At eleven it was time for the party to break up. The curfew operated even for these people. Probably by inviting a few Germans, Yerevan could have provided everyone with an
Ausweis,
but he’d preferred not to.
‘I can see my friends collaborating any day,’ he explained later to Melchior. ‘It’s much more amusing to see them being patriotic.’
Melchior glanced uneasily at Ribot. He’d been held back from the general exodus by the director’s hand on his arm. Now the big-nippled actress was glowering resentfully at him, making it clear he’d overstayed
her
welcome at least.
‘You look tired, my dear,’ said Yerevan to her. ‘Why don’t you turn in?’
This considerate suggestion was received like a threat. Pale with anger, the woman rose and stalked out of the room without a good night.
‘Women,’ said Yerevan, smiling. ‘They don’t know the difference between true sensitivity and pique, do they?

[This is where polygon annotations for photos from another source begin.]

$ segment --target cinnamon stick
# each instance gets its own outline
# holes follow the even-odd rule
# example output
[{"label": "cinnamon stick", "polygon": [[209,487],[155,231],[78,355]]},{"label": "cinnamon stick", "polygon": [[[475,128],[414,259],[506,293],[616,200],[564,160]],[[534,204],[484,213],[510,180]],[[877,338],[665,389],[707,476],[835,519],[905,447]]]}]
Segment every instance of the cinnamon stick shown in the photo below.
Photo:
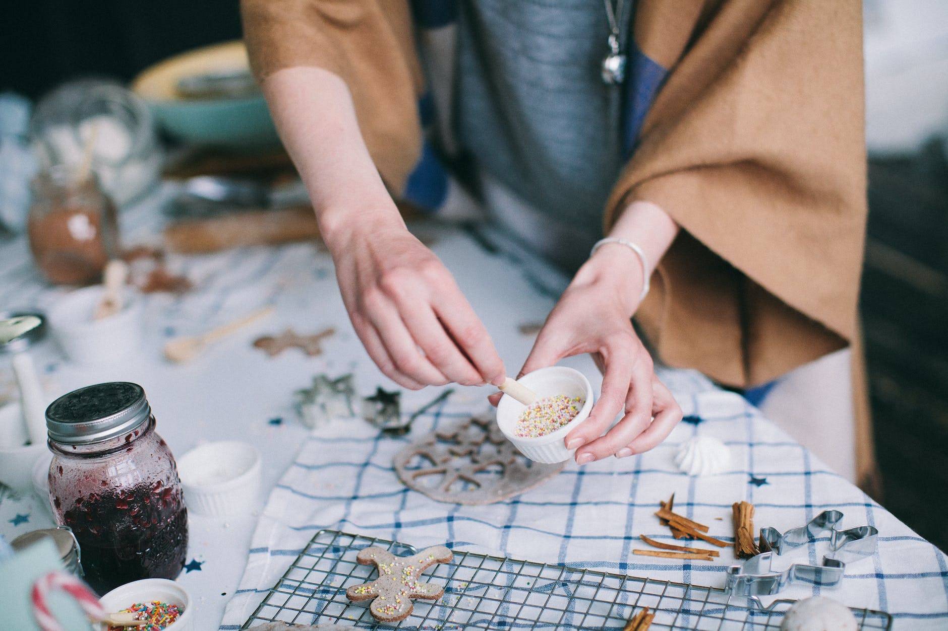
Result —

Now, business. With Japan and America in the war, I’m a little concerned that the eastern trade routes may be blocked up. I’d like to be certain you can help.’
He was talking about opium.
‘No problem,’ assured Melchior. ‘Do you want to talk prices now?’
‘Later, later. In the morning will do,’ said Yerevan, waving his hand dismissively. ‘I just wanted reassurance. Don’t you sometimes wish you were ordinary, Maurice? Still, God makes us all the way we are, and we mustn’t quarrel with his disposition, must we? Come now. You’ll stay the night, of course?’
He rose and offered his hand. Melchior took it and rose too. He hoped that Yerevan wasn’t regarding tonight as in any sense a down payment. He might be the king of crime movies but a real life gangster like Miche the Butcher would probably come as something of a shock.
As they went up the stairs hand in hand, Maurice said, ‘All that Christmas stuff from you came as a bit of a surprise.’
‘Why so? We mustn’t be bigots. After all, he was a good Jewish boy. And he’s an example to us all.’
‘How so?’
‘He reminds us not to forget what most Gentiles would like to do to good Jewish boys!’
He opened a door leading into a sumptuously furnished bedroom.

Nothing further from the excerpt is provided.